In response to continuing federal raids and threats, the state Senate is preparing to take the next step toward a landmark resolution calling on federal officials to end their interference with state medical marijuana programs. Senate Joint Resolution 20 is scheduled to be heard before the Senate Judiciary Committee soon, after passing in the Senate Health Committee recently.

Sponsored by Senator Carole Migden (D, San Francisco), the resolution calls on Congress and the President to enact federal legislation that would prevent future raids on state-qualified patients and providers, and to return any assets seized from medical marijuana patients and providers.

If passed, it would be the first time that a state legislature has denounced and demanded an end to DEA attacks on medical marijuana patients and providers. The Los Angeles City Council has passed its own resolution in support of SJR20.

A bill has stalled in the Assembly that would prevent local law enforcement from assisting the Drug Enforcement Administration and other federal agencies in "raids, arrests, investigations, or prosecutions" of medical marijuana patients or providers.

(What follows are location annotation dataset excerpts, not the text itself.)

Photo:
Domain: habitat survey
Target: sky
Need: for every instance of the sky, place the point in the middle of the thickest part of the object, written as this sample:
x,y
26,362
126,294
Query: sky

The sponsor of AB 2743, Lori Saldaña (D-San Diego), successfully shepherded the measure through two committees, but decide to make it "inactive" after passage by the Assembly Appropriations Committee because the measure was just a few votes short of the support needed to get it through the Assembly. More members supported it than opposed, but abstentions by a few lawmakers meant it did not have the necessary majority.

At least five California cities have passed resolutions barring their local law enforcement agencies from assisting in the DEA's war on medical marijuana patients and providers.

The other bill that failed to advance is SB 1098, a measure that would facilitate sales tax collection from dispensing collectives which are facing retroactive taxes. The Senate Revenue and Taxation Committee held a hearing in April but did not bring the bill to a vote. The state Board of Equalization began requiring the sale of medical cannabis to be taxed in 2005, but the BOE's decision to impose back taxes has jeopardized Califor-nia's oldest dispensing collectives, some of which have been operating since shortly after voters approved Prop. 215 in 1996. This bill would encourage compliance with BOE requirements and protect access by forgiving back sales tax prior to October 2005.